Sadly, some victims have said plaintiffs feel almost like prostitutes
now that they've been compensated financially for having been sexually
violated.
Many victims and advocates feel that a healing settlement offer would
have addressed the following issues:
- Full disclosure: We know who the victims are. But who are the sexually
abusive priests and where are they? And how can Archbishop Sean O'Malley
be certain they will abuse no more? O'Malley has a history of refusing
to cooperate with authorities on this issue. Just ask Bristol County
District Attorney Paul Walsh. O'Malley refused to release the names
of 22 abusive priests in the Fall River Diocese for more than 10 years.
- Access to therapy: The church settlement states that the victims shall
be eligible to participate in the continued therapy and healing program
offered by the Roman Catholic Archdiocese of Boston. The key word here
is eligible, not guaranteed. What is astonishingly unacceptable is any
such program being administered by the same church that was a significant
contributor to the abuse. Attorney General Thomas Reilly has called
for the development of an outreach and therapy program run by people
not affiliated with the church in any way, but funded by the archdiocese.
Control of such a program would be completely independent and in the
hands of professionals, not the church. Access to therapy
should be available to any victim for as long as qualified therapists
feel the need exists.
- Admission of guilt and apology to each victim: Paragraph 5 of the
agreement states, "The agreement does not constitute an admission
of liability but rather is a good faith resolution of disputed claims."
This is gutless language for what victims endured at the hands of their
salacious predators and their accessory before, during and after the
fact, the bishops.
The agreement should have been jettisoned on the basis of this one sentence
alone. Plaintiffs' attorneys should hang their heads in shame for failing
to deliver the most fundamental element of an agreement
designed to begin the healing process - an admission of guilt. An apology
without such an admission is simply empty rhetoric.
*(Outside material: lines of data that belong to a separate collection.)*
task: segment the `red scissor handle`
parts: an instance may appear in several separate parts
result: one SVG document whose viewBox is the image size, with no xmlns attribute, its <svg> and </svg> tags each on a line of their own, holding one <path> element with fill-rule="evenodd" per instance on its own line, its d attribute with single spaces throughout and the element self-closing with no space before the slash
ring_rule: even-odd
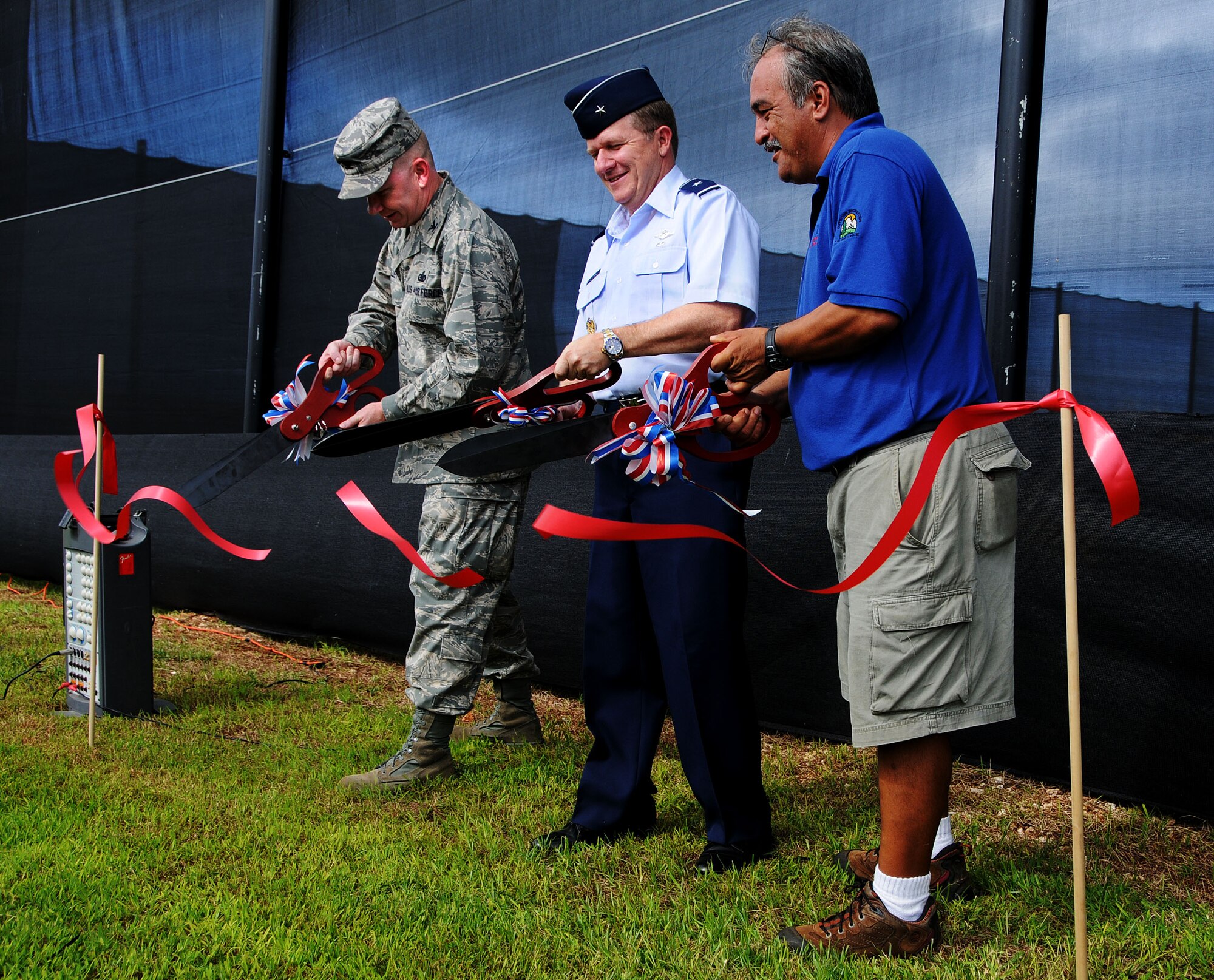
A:
<svg viewBox="0 0 1214 980">
<path fill-rule="evenodd" d="M 363 370 L 346 381 L 350 388 L 357 388 L 363 382 L 370 381 L 384 369 L 384 358 L 379 351 L 371 347 L 359 347 L 358 353 L 364 358 L 363 365 L 365 365 L 365 358 L 370 358 L 371 363 L 363 366 Z M 333 403 L 337 400 L 337 394 L 341 392 L 341 380 L 331 378 L 329 383 L 333 384 L 333 388 L 327 388 L 324 386 L 324 368 L 325 364 L 322 358 L 317 365 L 316 377 L 312 378 L 312 387 L 307 389 L 304 403 L 278 423 L 278 431 L 288 439 L 299 440 L 307 435 L 316 428 L 325 412 L 333 408 Z M 382 397 L 381 392 L 380 398 Z M 353 415 L 352 410 L 350 415 Z M 346 417 L 348 418 L 350 416 L 347 415 Z M 331 425 L 328 418 L 325 418 L 325 425 Z"/>
<path fill-rule="evenodd" d="M 683 378 L 690 381 L 697 388 L 708 387 L 708 372 L 711 370 L 713 358 L 715 358 L 725 348 L 726 344 L 724 343 L 714 343 L 705 347 L 700 355 L 696 358 L 691 366 L 683 372 Z M 714 392 L 716 394 L 716 404 L 720 406 L 722 415 L 733 415 L 741 409 L 748 409 L 751 405 L 758 404 L 755 401 L 748 401 L 730 391 L 716 391 L 714 388 Z M 704 446 L 702 446 L 699 440 L 696 438 L 697 432 L 708 429 L 708 426 L 705 426 L 704 429 L 697 429 L 696 432 L 688 432 L 683 435 L 679 435 L 676 441 L 685 451 L 692 456 L 698 456 L 702 460 L 710 460 L 717 463 L 732 462 L 734 460 L 749 460 L 751 456 L 758 456 L 767 449 L 779 435 L 779 412 L 771 405 L 759 405 L 759 408 L 762 410 L 766 428 L 762 438 L 756 443 L 741 446 L 739 449 L 731 449 L 726 452 L 714 452 L 710 449 L 704 449 Z M 612 418 L 612 432 L 615 435 L 626 435 L 629 432 L 641 428 L 648 418 L 648 405 L 634 405 L 632 408 L 620 409 L 615 412 L 614 418 Z"/>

We are left to wonder if the reason for such a stunning capitulation
by plaintiffs' attorneys is the lack of financial compensation to them
on all nonmonetary matters. It is especially devastating because the
attorneys' fall from grace demonstrates just how ferocious an opponent
the church can be, some say 10 times tougher than anyone they've ever
faced. It wears adversaries to the bone, and that apparently is what
happened during these negotiations. It is sad also because it obviates
much of the good work done in recent years by plaintiffs' attorneys to
bring this festering wound into the light of day. The church endures and
grinds opponents down.
We sadly are reminded that there are multiple parties who wittingly or
unwittingly contributed to this clergy sex abuse crisis that will scandalize
the church worldwide for decades. Predatory priests, priests who knew
or should have known yet remained silent, bishops, the Vatican, church
insurance companies, law enforcement authorities, elected officials and,
yes, finally, plaintiffs' attorneys all converged to form a perfect storm
of appalling abuse and complicity that Reilly called the worst tragedy
to befall the children of Massachusetts, ever.
This settlement is the capstone of some 30 years of victims' lawyers
urging their clients to enter into confidentiality agreements as a condition
of settlement, which enabled the abuse to continue virtually
undetected for so long. We should not be surprised that the only heroic
figures in this drama are the victims who withstood an unspeakable and
unrelenting assault from most of those we expected would embrace and
protect them.
Joseph E. Gallagher Jr. lives in Wellesley and is co-founder of the Coalition
of Catholics and Survivors, a victims advocacy group.